Es ist sehr forsch, uns das vorzulegen und dann auch noch zu wollen, dass der Gesetzentwurf zum 01.04. kommenden Jahres Recht und Gesetz wird.
Herr Kollege Dr.Jung und Herr Innenminister,zum einen widerspricht das der Interessenlage der Kommunen. Die Interessenlage der Kommunen, so, wie ich es verstanden habe, ist, dass man aus den verschiedensten Gründen auf jeden Fall das Halbjahr nimmt, aber am besten die Jahresfrist, um eine Umorganisation vorzunehmen. Wir wissen durch die verschiedensten Dinge, sei es aus dem privaten, sei es aus dem öffentlichen Bereich, dass es immer mit entsprechenden Umstellungen verbunden ist, wenn man so etwas tut. Deshalb nimmt man einen Stichtag, der auch mit anderen Stichtagen vereinbar ist.
Wir wollen es aber auch in unserer Partei diskutieren.

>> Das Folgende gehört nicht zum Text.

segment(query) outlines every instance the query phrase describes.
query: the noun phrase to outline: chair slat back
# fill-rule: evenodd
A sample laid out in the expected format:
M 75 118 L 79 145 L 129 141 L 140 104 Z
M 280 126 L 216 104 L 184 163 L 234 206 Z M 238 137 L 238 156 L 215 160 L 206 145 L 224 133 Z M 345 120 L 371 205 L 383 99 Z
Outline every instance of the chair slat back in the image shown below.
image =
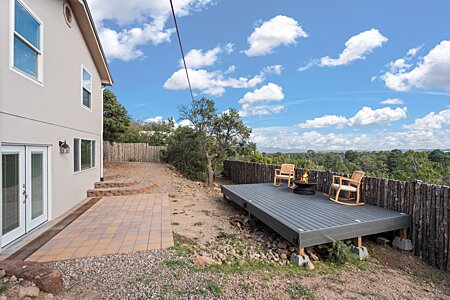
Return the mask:
M 366 174 L 366 173 L 364 173 L 363 171 L 355 171 L 355 172 L 353 172 L 353 175 L 352 175 L 351 179 L 355 180 L 355 181 L 358 181 L 358 182 L 361 182 L 361 180 L 364 177 L 364 174 Z
M 282 174 L 289 174 L 295 170 L 294 164 L 282 164 L 280 173 Z

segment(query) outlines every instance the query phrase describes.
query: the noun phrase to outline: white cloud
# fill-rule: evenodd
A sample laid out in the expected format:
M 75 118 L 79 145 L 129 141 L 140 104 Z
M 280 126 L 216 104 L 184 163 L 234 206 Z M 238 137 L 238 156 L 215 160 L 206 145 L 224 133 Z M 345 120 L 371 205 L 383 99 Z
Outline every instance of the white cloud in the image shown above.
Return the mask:
M 223 72 L 224 74 L 231 74 L 234 73 L 234 71 L 236 71 L 236 66 L 235 65 L 231 65 L 228 67 L 228 69 L 225 70 L 225 72 Z
M 175 128 L 186 127 L 186 126 L 192 126 L 192 122 L 189 120 L 181 120 L 181 121 L 175 123 Z
M 298 124 L 300 128 L 325 128 L 336 126 L 343 128 L 344 126 L 367 126 L 376 124 L 388 124 L 406 118 L 407 108 L 397 107 L 392 109 L 390 107 L 383 107 L 380 109 L 372 109 L 370 107 L 363 107 L 353 117 L 346 118 L 343 116 L 326 115 L 312 120 L 307 120 L 304 123 Z
M 88 0 L 88 3 L 109 60 L 144 57 L 140 46 L 168 42 L 174 33 L 173 28 L 165 28 L 170 17 L 168 1 Z M 175 3 L 175 12 L 182 17 L 212 3 L 212 0 L 180 0 Z M 111 28 L 110 23 L 121 29 Z
M 264 74 L 248 77 L 226 77 L 220 71 L 209 72 L 207 70 L 188 69 L 189 78 L 193 89 L 199 89 L 203 93 L 212 96 L 221 96 L 225 88 L 253 88 L 264 81 Z M 164 83 L 164 88 L 169 90 L 182 90 L 188 88 L 184 69 L 174 72 Z
M 264 67 L 264 69 L 263 69 L 263 72 L 266 73 L 266 74 L 277 74 L 277 75 L 280 75 L 282 71 L 283 71 L 283 66 L 282 65 L 267 66 L 267 67 Z
M 298 38 L 308 37 L 296 20 L 278 15 L 261 26 L 256 27 L 248 37 L 249 49 L 244 51 L 247 56 L 261 56 L 270 54 L 281 45 L 294 44 Z
M 239 103 L 252 104 L 257 102 L 281 101 L 284 99 L 283 88 L 275 83 L 269 82 L 253 92 L 247 92 Z
M 285 150 L 391 150 L 450 148 L 450 130 L 384 130 L 365 134 L 300 132 L 293 127 L 253 128 L 252 141 L 262 151 L 274 147 Z
M 441 129 L 444 125 L 450 125 L 450 109 L 440 111 L 439 113 L 430 112 L 423 118 L 418 118 L 414 124 L 405 125 L 410 130 L 429 131 Z
M 305 123 L 300 123 L 298 126 L 300 128 L 325 128 L 330 126 L 337 126 L 338 128 L 342 128 L 347 123 L 348 120 L 346 117 L 325 115 L 323 117 L 307 120 Z
M 153 118 L 148 118 L 144 120 L 145 123 L 162 123 L 164 122 L 163 116 L 156 116 Z
M 409 56 L 416 55 L 418 50 L 410 49 Z M 390 70 L 381 76 L 388 88 L 396 91 L 412 88 L 450 90 L 450 40 L 436 45 L 413 69 L 411 64 L 402 64 L 402 60 L 405 58 L 391 62 Z
M 211 50 L 203 52 L 201 49 L 192 49 L 186 56 L 186 65 L 188 68 L 198 69 L 206 66 L 212 66 L 216 63 L 219 54 L 225 52 L 230 54 L 233 52 L 233 44 L 228 43 L 224 47 L 217 46 Z M 184 67 L 183 60 L 180 59 L 179 65 L 181 68 Z
M 278 114 L 286 108 L 283 105 L 250 105 L 243 104 L 239 115 L 241 117 L 266 116 Z
M 345 49 L 339 54 L 338 58 L 330 58 L 329 56 L 319 59 L 310 60 L 305 66 L 298 70 L 305 71 L 313 66 L 320 67 L 336 67 L 350 64 L 359 59 L 366 59 L 366 55 L 372 53 L 375 48 L 382 47 L 388 41 L 378 29 L 372 28 L 352 36 L 345 42 Z
M 398 98 L 390 98 L 390 99 L 383 100 L 380 103 L 386 104 L 386 105 L 400 105 L 400 104 L 403 104 L 403 100 L 398 99 Z

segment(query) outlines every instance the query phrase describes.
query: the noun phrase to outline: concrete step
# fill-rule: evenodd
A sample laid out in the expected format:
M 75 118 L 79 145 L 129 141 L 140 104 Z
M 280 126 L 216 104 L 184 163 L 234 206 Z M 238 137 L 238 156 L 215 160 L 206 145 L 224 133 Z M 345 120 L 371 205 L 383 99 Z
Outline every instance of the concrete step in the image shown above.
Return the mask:
M 134 186 L 140 184 L 140 181 L 129 179 L 129 180 L 111 180 L 111 181 L 99 181 L 94 184 L 96 189 L 102 188 L 114 188 L 114 187 L 126 187 Z

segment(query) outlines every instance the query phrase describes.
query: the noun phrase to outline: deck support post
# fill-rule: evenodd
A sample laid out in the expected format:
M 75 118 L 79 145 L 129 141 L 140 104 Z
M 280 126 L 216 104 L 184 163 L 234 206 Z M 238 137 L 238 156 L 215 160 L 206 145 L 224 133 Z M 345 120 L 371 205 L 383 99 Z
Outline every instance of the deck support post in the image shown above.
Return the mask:
M 304 266 L 309 263 L 309 256 L 305 254 L 305 248 L 299 247 L 297 249 L 297 254 L 291 254 L 290 260 L 293 264 Z
M 408 239 L 408 228 L 400 229 L 400 236 L 396 236 L 392 241 L 392 246 L 402 251 L 411 251 L 413 245 L 410 239 Z
M 369 256 L 367 248 L 362 245 L 362 236 L 356 238 L 356 246 L 352 246 L 352 252 L 358 255 L 359 260 L 364 260 Z

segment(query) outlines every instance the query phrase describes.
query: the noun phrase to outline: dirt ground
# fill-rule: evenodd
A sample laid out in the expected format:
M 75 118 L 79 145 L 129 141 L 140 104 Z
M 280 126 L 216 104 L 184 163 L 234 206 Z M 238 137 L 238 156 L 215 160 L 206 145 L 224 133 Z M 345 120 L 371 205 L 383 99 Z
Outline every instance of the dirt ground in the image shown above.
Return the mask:
M 219 186 L 226 182 L 224 180 L 218 180 L 216 187 L 209 190 L 203 183 L 187 180 L 165 164 L 108 163 L 105 170 L 109 174 L 145 178 L 157 183 L 159 191 L 167 192 L 171 197 L 174 233 L 195 240 L 200 249 L 212 245 L 221 232 L 251 237 L 247 229 L 236 228 L 229 222 L 230 217 L 241 212 L 223 200 Z M 370 259 L 363 263 L 334 268 L 329 266 L 330 263 L 317 262 L 315 270 L 306 274 L 288 272 L 290 277 L 286 278 L 286 273 L 274 272 L 269 282 L 251 282 L 249 289 L 255 296 L 272 294 L 276 298 L 450 299 L 448 273 L 440 272 L 410 254 L 374 243 L 367 246 Z M 265 274 L 263 269 L 249 272 L 256 272 L 253 278 L 258 278 Z M 241 284 L 247 281 L 242 279 Z M 255 291 L 266 284 L 278 291 L 275 294 L 272 288 L 269 294 Z M 229 297 L 232 294 L 225 292 L 224 295 L 233 298 Z M 247 294 L 254 298 L 251 295 L 251 292 Z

Ich verhehle überhaupt nicht, dass es einen Riesendiskussionsbedarf zwischen den kommunalen Wahlbeamten auf der einen Seite und den Landtagsabgeordneten der hessischen FDP auf der anderen Seite gibt. Wenn ich mit meinen Kollegen Vizelandräten diskutiere – das habe ich gestern sehr ausführlich getan –, so komme ich zu dem Ergebnis, dass sie aus ihrer Sicht eine andere Interessenlage haben als wir im Hessischen Landtag. Das macht aber deutlich, dass wir darüber noch einmal reden müssen. Deshalb,meine sehr verehrten Damen und Herren,lassen Sie sich mit den Dingen im Parlament so viel Zeit, wie Sie sich mit den Dingen Zeit gelassen haben, bis Sie es ins Parlament eingebracht haben.
Sie regieren jetzt seit 20 Monaten.Aus vorangegangenem Tun weiß ich, dass Sie auch vorher schon überlegt haben, so etwas zu tun. Das ist nichts Verwerfliches. Aber bitte peitschen Sie es jetzt nicht in knapp vier Monaten durch den Hessischen Landtag, die Weihnachtspause eingerechnet. Da muss noch vieles überlegt und bedacht werden.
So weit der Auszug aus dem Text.